Smyl doesn't lose sleep over big save

RANDY SPORTAK -- Calgary Sun

, Last Updated: 3:01 PM ET


 VANCOUVER -- It's a scene that invokes so much elation for Calgary Flames fans.

 Stan Smyl, breaking down the right wing on an overtime breakaway in the famed Game 7 of the 1989 series, denied by Mike Vernon's highlight-reel glove save.

 Understandably, it's not held in the same high regard on the West Coast. Especially from the man who had the golden chance to complete what would have been one of the biggest upsets in hockey history.

 "I'm just surprised they had colour film then. I thought it would be in black and white," Smyl said with a laugh.

 Technicolour also shows Joel Otto's winner, hardly a highlight around the Canucks history.

 With yet another Calgary-Vancouver meeting coming down to the short strokes, and possibly even a seventh-game showdown, Smyl will again be around.

 Naturally, that clip will be shown more often, and even though he didn't win the one-on-one battle with Vernon, Smyl doesn't have nightmares reliving it.

 "It's a dream that every player wants to be in," said the head coach of the Manitoba Moose, the Canucks AHL affiliate. "Fortunately for myself, I was in a position a lot of people would like and that's the thing about professional sports -- winning or losing."

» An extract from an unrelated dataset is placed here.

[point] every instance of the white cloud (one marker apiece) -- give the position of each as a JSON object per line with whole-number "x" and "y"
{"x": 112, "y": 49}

 That was one of the few times Smyl came out on the wrong end.

 Through 13 season in the various Canucks togs, he willed himself to become the heart and soul of the team.

 The longest-serving captain in Canucks history, Smyl left the franchise leader in most career goals, assists and points (262-411-673). This season, Markus Naslund took over the goal title and Trevor Linden became the all-time leading points earner.

 As popular as he was during his playing days -- his No. 12 hangs in the rafters -- imagine how big Smyl would be had that shot made it past Vernon's outstretched trapper.

 "I thought about it for maybe the first couple of months. I just learned after that, it was an experience and hopefully made me a better player," Smyl said.

 "It doesn't bother me now. I talk about it a lot. Do I want to be remembered as the guy who got beat by Mike Vernon on a breakaway? No, but you've got all sorts of highlights in a career. I could show you my basement and there's a lot of things I've accomplished. That one thing won't eat at me every day."